Dies waren im Grunde die Filme, die mich beeindruckt hatten. Und ich wollte mehr wissen. Filme aus jener Zeit (1970 – ca. 2000) haben mich am meisten beeinflusst. Es war eine wunderbare Ära der praktischen Effekte und der visuellen Magie, die noch nicht zu überfrachtet war. Es wurde wohlweislich gewählt, was und wie man etwas zeigte. Viele namhafte Filmkünstler haben in dieser Zeit Filmgeschichte geschrieben. Auch wenn man sie vielleicht weniger kennt als die ganzen großen Namen. Einer dieser Filmkünstler ist der ehemalige Modellbauer Stephen R. Santangelo. Auch er war in dieser »goldenen Ära« tätig und hat dort u.a. an solch Filmen mitgewirkt wie PLANET DES SCHRECKENS (1981), DER WEIßE HAI 3-D (1983) oder DER BLOB (1988). Wie er diese Zeit rückblickend betrachtet, stellte er in dem folgenden Beitrag dar.

Grußwort: »Das goldene Zeitalter der Spezialeffekte«

von Stephen R. Santangelo

Abb.1.1 Stephen R. Santangelo mit einer Miniaturstraßenlaterne für THE BLOB.

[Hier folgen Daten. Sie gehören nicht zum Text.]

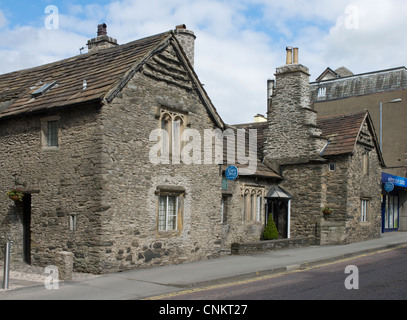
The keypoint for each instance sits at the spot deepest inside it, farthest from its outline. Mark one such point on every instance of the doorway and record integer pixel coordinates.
(27, 228)
(279, 205)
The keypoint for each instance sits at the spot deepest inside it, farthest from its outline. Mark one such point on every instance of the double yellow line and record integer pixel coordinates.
(236, 283)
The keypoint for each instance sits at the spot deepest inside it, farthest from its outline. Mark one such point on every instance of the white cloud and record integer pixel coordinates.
(3, 20)
(239, 43)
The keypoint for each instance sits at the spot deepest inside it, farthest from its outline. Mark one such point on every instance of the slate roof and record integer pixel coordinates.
(101, 71)
(343, 131)
(106, 72)
(262, 169)
(361, 84)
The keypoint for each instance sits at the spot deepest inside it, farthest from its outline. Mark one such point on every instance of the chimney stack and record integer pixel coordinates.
(187, 41)
(102, 41)
(295, 55)
(292, 55)
(289, 55)
(292, 135)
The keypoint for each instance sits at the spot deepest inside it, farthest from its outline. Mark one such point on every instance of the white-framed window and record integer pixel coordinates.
(366, 163)
(72, 222)
(364, 209)
(168, 213)
(252, 198)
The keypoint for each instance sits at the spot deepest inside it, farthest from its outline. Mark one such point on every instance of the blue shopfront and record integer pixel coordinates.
(393, 186)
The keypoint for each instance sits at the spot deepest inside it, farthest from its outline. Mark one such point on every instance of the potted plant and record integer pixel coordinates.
(16, 194)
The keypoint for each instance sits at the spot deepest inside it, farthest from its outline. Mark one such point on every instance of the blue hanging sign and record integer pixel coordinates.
(396, 181)
(232, 173)
(389, 187)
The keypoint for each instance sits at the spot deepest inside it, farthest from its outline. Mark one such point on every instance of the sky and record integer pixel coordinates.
(239, 44)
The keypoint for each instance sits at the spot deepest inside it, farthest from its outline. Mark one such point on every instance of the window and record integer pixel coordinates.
(321, 92)
(223, 217)
(252, 203)
(52, 134)
(366, 163)
(50, 129)
(391, 218)
(224, 183)
(72, 222)
(365, 203)
(168, 213)
(173, 124)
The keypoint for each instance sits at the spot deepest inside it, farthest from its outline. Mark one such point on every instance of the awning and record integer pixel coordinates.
(278, 193)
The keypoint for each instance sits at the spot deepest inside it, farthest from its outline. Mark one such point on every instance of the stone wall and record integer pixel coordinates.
(292, 135)
(334, 194)
(303, 182)
(258, 247)
(361, 186)
(131, 180)
(62, 181)
(236, 227)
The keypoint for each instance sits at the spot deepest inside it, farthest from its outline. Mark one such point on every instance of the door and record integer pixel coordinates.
(27, 228)
(279, 210)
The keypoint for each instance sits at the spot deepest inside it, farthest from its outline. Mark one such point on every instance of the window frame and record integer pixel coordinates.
(364, 209)
(253, 203)
(167, 120)
(45, 133)
(176, 227)
(366, 163)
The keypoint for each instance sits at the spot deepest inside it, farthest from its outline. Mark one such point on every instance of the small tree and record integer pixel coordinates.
(270, 232)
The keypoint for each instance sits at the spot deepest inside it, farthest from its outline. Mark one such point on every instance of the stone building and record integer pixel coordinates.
(324, 161)
(384, 94)
(117, 154)
(76, 137)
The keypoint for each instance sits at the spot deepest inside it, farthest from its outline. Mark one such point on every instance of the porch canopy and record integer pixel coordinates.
(278, 193)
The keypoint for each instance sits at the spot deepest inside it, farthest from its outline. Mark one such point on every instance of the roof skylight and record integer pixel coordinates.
(43, 89)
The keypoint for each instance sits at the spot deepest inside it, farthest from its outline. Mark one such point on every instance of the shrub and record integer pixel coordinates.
(270, 232)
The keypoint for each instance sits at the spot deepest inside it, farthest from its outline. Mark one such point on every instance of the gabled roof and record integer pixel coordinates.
(343, 131)
(87, 78)
(331, 74)
(262, 169)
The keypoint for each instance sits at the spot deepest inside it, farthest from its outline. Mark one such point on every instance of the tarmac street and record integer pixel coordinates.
(27, 282)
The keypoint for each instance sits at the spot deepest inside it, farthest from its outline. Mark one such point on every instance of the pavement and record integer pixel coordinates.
(27, 282)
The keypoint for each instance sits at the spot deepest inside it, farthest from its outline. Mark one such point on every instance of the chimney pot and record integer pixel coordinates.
(102, 29)
(289, 55)
(295, 55)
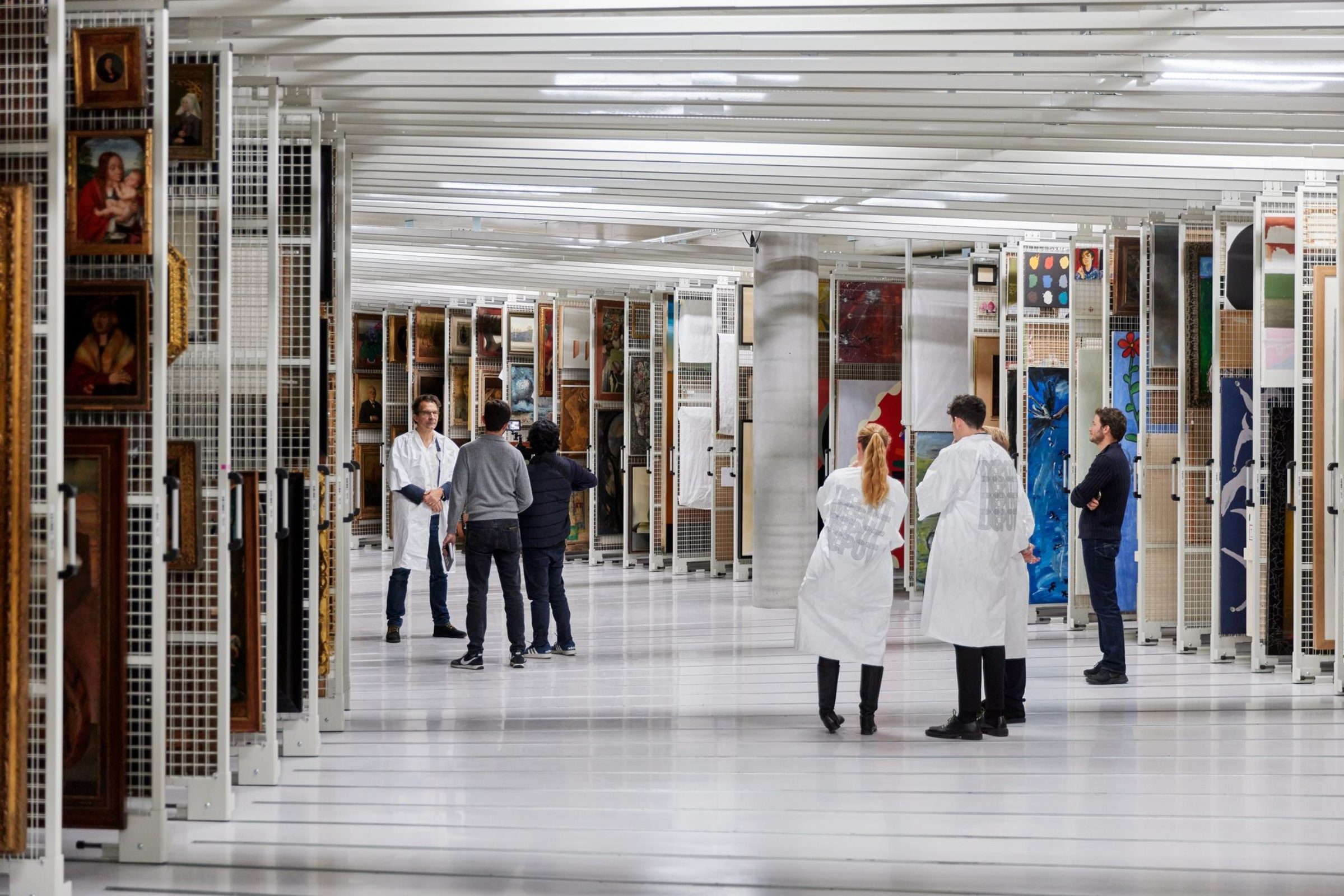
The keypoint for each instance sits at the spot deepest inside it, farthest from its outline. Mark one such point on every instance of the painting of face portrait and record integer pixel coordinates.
(109, 193)
(106, 346)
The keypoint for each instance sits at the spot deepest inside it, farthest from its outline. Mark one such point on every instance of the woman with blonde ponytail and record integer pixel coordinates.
(844, 604)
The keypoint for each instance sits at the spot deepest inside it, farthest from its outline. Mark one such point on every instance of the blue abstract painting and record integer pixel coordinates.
(1124, 394)
(1234, 477)
(1048, 444)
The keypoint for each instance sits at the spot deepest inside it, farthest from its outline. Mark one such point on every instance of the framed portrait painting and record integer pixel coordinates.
(109, 68)
(245, 657)
(191, 97)
(429, 335)
(96, 632)
(397, 339)
(109, 193)
(106, 346)
(369, 402)
(369, 342)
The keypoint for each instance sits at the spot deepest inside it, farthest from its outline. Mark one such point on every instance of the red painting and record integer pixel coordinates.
(868, 325)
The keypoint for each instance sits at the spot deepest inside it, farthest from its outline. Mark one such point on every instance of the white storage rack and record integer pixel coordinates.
(144, 837)
(32, 97)
(1231, 355)
(199, 408)
(1197, 512)
(1089, 348)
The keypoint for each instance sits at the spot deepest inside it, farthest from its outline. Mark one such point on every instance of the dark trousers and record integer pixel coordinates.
(543, 571)
(969, 664)
(437, 585)
(1100, 564)
(495, 540)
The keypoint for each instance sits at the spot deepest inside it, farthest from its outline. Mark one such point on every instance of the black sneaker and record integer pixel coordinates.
(1108, 678)
(469, 661)
(955, 730)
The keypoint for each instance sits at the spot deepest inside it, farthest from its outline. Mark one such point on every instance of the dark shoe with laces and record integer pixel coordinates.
(955, 730)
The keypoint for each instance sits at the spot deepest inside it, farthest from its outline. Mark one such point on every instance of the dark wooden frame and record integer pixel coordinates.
(88, 45)
(93, 289)
(207, 77)
(108, 809)
(245, 609)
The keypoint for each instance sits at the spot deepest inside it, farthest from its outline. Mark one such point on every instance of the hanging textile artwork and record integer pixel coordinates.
(1235, 480)
(868, 323)
(1278, 268)
(1126, 374)
(1048, 444)
(1199, 323)
(1046, 280)
(928, 445)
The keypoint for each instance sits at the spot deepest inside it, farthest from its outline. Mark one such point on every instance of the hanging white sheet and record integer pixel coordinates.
(728, 403)
(694, 334)
(694, 444)
(940, 354)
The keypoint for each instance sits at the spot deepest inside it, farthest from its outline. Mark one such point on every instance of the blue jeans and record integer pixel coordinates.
(502, 542)
(1100, 563)
(543, 571)
(437, 585)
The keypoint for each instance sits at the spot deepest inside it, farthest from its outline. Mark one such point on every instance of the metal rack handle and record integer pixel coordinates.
(236, 512)
(173, 489)
(69, 538)
(281, 504)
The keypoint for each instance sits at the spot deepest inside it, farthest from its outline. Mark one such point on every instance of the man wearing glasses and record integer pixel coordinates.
(418, 477)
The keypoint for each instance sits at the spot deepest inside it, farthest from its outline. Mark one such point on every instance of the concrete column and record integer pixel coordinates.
(784, 413)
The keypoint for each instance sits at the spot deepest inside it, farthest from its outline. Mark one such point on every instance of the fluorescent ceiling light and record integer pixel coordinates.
(513, 189)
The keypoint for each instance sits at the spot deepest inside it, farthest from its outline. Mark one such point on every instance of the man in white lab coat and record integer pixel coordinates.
(982, 531)
(418, 473)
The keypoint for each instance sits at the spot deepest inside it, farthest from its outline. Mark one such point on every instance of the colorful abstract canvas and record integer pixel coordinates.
(1126, 374)
(1048, 446)
(1235, 480)
(1278, 269)
(1045, 280)
(868, 323)
(928, 445)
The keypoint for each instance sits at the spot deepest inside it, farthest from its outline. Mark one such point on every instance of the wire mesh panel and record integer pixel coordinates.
(1318, 207)
(31, 152)
(253, 332)
(1195, 477)
(1089, 355)
(199, 453)
(144, 834)
(635, 473)
(299, 409)
(1231, 418)
(692, 442)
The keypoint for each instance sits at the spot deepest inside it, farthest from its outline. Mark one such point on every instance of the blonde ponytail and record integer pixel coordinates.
(874, 440)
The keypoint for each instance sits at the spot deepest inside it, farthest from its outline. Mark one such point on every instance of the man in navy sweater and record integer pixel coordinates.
(1104, 494)
(546, 524)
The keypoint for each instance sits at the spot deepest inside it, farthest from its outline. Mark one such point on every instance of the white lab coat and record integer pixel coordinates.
(982, 530)
(844, 604)
(428, 466)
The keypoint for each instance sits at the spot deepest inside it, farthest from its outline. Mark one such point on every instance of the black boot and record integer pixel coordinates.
(828, 679)
(870, 685)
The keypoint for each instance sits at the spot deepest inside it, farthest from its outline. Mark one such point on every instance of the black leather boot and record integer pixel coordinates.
(870, 685)
(828, 679)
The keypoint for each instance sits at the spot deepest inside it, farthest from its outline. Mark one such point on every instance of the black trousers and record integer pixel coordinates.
(971, 661)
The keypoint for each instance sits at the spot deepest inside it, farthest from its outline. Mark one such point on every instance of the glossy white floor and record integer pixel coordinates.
(681, 753)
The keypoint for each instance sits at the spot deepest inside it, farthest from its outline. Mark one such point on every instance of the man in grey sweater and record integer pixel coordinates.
(491, 487)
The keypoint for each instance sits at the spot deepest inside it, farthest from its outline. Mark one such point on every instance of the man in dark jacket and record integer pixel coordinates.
(1104, 494)
(545, 527)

Mit der Veröffentlichung von KRIEG DER STERNE, UNHEIMLICHE BEGEGNUNG DER DRITTEN ART (beide 1977) und DER WEIßE HAI (1975) hatte sich der Film für immer verändert. Diese SFX-Extravaganzen wurden von ihren Vorgängern beeinflusst: ERDBEBEN (1974), DIE HÖLLENFAHRT DER POSEIDON (1972), FLAMMENDES INFERNO (1974) und 2001: ODYSSEE IM WELTRAUM (1969). Das »neue« Kino wurde als »Event« geschaffen, um das Publikum zu begeistern und trotzdem eine Storyline aufrechtzuerhalten.

Die neuen Künstler und Handwerker waren jung und bereit, das Geschäft zu übernehmen. Ich war Mitte 20, wie so viele andere, die sich von dem neuen Genre des Filmemachens angezogen fühlten. Dann gab es die wenigen, die in ihren 30ern die aufstrebenden Patriarchen in der Produktion von SFX-Filmen waren; bekannte Namen wie George Lucas und Steven Spielberg. Und es dauerte nicht lange, bis Frauen eine dominierende Kraft in der neuen visuellen Kunst wurden.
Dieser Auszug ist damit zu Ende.